Using SerializerMethodField for Read-only Nesting

If you only need to read nested data (not write it), you can use SerializerMethodField.

class OrderSerializer(serializers.ModelSerializer):
    items = serializers.SerializerMethodField()

    class Meta:
        model = Order
        fields = ['id', 'customer_name', 'items']

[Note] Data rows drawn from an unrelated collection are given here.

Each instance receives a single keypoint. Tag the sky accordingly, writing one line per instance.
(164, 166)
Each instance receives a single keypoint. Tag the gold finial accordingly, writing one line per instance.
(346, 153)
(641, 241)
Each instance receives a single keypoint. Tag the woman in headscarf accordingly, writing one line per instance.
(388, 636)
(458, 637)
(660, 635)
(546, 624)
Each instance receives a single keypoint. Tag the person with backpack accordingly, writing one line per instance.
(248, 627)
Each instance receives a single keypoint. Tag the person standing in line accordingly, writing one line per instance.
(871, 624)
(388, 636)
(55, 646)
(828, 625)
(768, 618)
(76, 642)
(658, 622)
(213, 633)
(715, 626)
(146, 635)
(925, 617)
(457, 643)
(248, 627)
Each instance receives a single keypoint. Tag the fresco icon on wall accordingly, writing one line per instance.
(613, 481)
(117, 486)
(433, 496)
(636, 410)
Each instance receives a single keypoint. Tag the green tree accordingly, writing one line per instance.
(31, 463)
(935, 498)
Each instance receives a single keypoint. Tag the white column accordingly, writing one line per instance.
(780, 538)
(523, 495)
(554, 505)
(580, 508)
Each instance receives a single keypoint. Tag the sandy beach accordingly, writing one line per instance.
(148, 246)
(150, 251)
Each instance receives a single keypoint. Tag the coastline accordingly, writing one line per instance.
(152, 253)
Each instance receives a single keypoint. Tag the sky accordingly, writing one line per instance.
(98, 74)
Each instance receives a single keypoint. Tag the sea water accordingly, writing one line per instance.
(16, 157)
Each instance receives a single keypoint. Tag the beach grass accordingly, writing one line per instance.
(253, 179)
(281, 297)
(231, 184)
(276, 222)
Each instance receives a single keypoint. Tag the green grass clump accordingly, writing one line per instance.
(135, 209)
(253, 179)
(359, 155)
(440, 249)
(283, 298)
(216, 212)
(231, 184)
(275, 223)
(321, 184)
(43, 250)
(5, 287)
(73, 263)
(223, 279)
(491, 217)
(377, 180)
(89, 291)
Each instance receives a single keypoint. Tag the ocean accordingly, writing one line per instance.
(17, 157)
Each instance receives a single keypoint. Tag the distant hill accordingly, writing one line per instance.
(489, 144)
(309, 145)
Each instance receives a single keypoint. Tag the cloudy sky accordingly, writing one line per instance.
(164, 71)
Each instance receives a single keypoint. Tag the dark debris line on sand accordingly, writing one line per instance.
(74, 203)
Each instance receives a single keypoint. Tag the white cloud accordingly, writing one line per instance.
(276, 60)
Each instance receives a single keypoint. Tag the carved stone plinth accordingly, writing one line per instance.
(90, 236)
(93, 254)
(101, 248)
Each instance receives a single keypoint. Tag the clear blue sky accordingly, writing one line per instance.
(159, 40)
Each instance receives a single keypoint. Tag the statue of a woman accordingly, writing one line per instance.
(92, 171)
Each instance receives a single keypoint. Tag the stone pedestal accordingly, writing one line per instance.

    def get_items(self, obj):
        return OrderItemSerializer(obj.items.all(), many=True).data

⚡ Performance Tips

Tip Why
✅ Use select_related and prefetch_related Reduces N+1 queries
✅ Limit fields with fields = [...] Keeps payloads and CPU light
✅ Avoid deep nesting if possible Complex trees slow serialization
✅ Paginate nested data or flatten it Improves scalability

⚠️ Common Pitfalls

Pitfall Fix
❌ “This field is read-only” errors Define create() and update() correctly
❌ Recreating all child objects on update Implement diff logic or use third-party libs like drf-writable-nested
❌ Poor performance on large nested queries Use .only(), .select_related(), and .prefetch_related()
❌ Trying to mix ModelSerializer with overly custom logic Switch to Serializer when needed

Bonus: Use drf-writable-nested for Complex Nested Updates

For more advanced use cases, try the drf-writable-nested package, which handles nested create/update/delete automatically.

pip install drf-writable-nested
from drf_writable_nested.serializers import WritableNestedModelSerializer

class OrderSerializer(WritableNestedModelSerializer):
    items = OrderItemSerializer(many=True)

    class Meta:
        model = Order
        fields = ['id', 'customer_name', 'items']

✅ Summary

Concept Use Case
Nested Serializer Show related data inline
Writable Nested Serializer Create/update parent and child models at once
SerializerMethodField Custom read-only nested logic
drf-writable-nested Handle complex create/update for nested data

Conclusion

Nested serializers are powerful for working with relational data in Django Rest Framework. While reading nested data is straightforward, writing it requires custom logic in create() and update().

With thoughtful design and performance considerations, nested serializers help create clean, intuitive, and maintainable APIs—especially when dealing with complex data structures like orders, invoices, or user profiles.